PHP 8 Keeps Open-Source Programming Language Moving Forward
The first major update of the widely deployed PHP web programming language in years brings new features that could help expand its adoption and usage.
In the beginning of the web era, the open-source PHP programming language was at the core of all web development and, with its new 8.0 release, is trying to become more relevant for a new generation of developers.
First released 25 years ago, PHP is the "P" in the LAMP (Linux, Apache, MySQL, PHP) stack that defined the first generation of web development. In recent years, other languages, including Python and JavaScript, have exceeded PHP's popularity, while upstart languages such as Go and Rust are growing quickly too.
However, PHP has not been sitting idle as other languages grow.

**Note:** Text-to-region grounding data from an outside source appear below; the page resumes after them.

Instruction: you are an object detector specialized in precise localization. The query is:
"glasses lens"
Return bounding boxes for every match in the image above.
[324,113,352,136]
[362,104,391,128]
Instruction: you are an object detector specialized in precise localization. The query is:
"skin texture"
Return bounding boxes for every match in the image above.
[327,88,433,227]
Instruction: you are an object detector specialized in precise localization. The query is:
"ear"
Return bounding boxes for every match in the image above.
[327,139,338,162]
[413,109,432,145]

PHP 8.0, which became generally available on Thanksgiving Day (Nov. 26), integrates a series of new capabilities, including a just-in-time (JIT) compilation engine that accelerates performance over prior PHP releases.
Other improvements include language optimizations that will benefit developers, including named arguments and attributes.
"PHP remains one of the most common scripting languages today," James Owen, senior analyst at Evans Data, told ITPro Today.
The Love/Hate Relationship with PHP
According to Evans Data's Global Development Survey 2020, v1, 79% of users of scripting language use PHP for some portion of their scripting language efforts.
"Despite some variation over the years, this use rate has remained quite flat among scripting language users," Owen said.
PHP usage ranks differently across various industry surveys. The June 2020 RedMonk Programming Language Rankings report has PHP in the No. 4 slot, behind JavaScript, Python and Java. The TIOBE Index of programming language popularity isn't as generous to PHP, ranking it 8th in its November 2020 listing.
Stack Overflow also ranks PHP as the eighth most used language, but it also gives PHP the dubious distinction of being the sixth most dreaded language.
PHP was created by developer Rasmus Lerdorf in 1995, and the project has since benefited from a large community of contributors. One of leading contributors and commercial supporters of PHP over the past two decades is developer tools company Zend, which is now part of Perforce Software.
"People are congratulating me on PHP 8. That is completely misdirected," Lerdorf wrote in a Twitter message last week. "@nikita_ppv [Nikita Popov from Jetbrains] and @dstogov [Dmitry Stogov from Zend] have been the driving forces behind PHP for years now. Countless others pitch in regularly as well. PHP 8 is significantly better because it contains a lot less of my code."
What Features Developers Will Notice in PHP 8
PHP was created as a web-centric language, Matthew Weier O'Phinney, product manager for Zend, told ITPro Today. Since data is submitted to websites via forms, it all comes in as strings, which means PHP has tended toward what is known as "loose typing" and "type coercion" where code can make assumptions about what was submitted. While loose typing can be helpful, O'Phinney said it also leads to errors and potential security issues.
When PHP 7.0 was released in 2015, a number of opt-in feature were added to the language to enable strict typing; with PHP 8.0, those features are being expanded. PHP 8 provides what are known as "union types" — a way to indicate that an argument or return value can be one of a set of types, O'Phinney said.
"When it comes to developer experience improvements, the language is adding several features that will simplify common patterns," he said.
One of those common patterns is around the practice of using a class constructor to assign class properties from arguments provided to it. In previous PHP releases, O'Phinney said developers had to declare the properties, then declare arguments in the class constructor for each, and then perform the actual assignments of the arguments to the properties. A new feature called "class constructor property promotion" does this all in one operation by defining the properties from the arguments using a special syntax.
PHP 8.0 also gains an attributes system that O'Phinney said has been a long time in the making. Many languages have "attribute" or "annotation" systems that allow developers to define metadata about code artifacts, he said. These have been used by things such as object relational mappers to allow mapping properties of a class to columns in a database, or to map a web server path to the code that will handle it. PHP has had libraries for performing such things, but PHP 8 now adds an attributes system that bakes it directly into the language.
PHP 8 Comes Just in Time
The new just in time (JIT) compiler in PHP 8.0 could well help broaden adoption of PHP.
"JIT is fantastic for numerical calculations and things that are computationally expensive," O'Phinney said. "However, PHP is generally used for web applications, which are neither."
He noted that PHP tends to be input/output (I/O) bound where performance is impacted primarily by things like querying a database, caching values, sending API requests or accessing the filesystem. What JIT will do, however, is open the door for PHP to be used in more computationally intensive applications.
"PHP celebrated its 25th birthday this past month, and has seen eight major releases, and is still responsible for the lion's share of what is deployed on the internet," O'Phinney said. "It is a stable, mature language that is constantly evolving, receiving features such as JIT that will allow it to reach into ecosystems previously dominated by other languages such as ML [machine learning], and because of the ease with which one can deploy it and the low barrier to entry for developers, it's not going away. If anything, look for PHP to continue growing."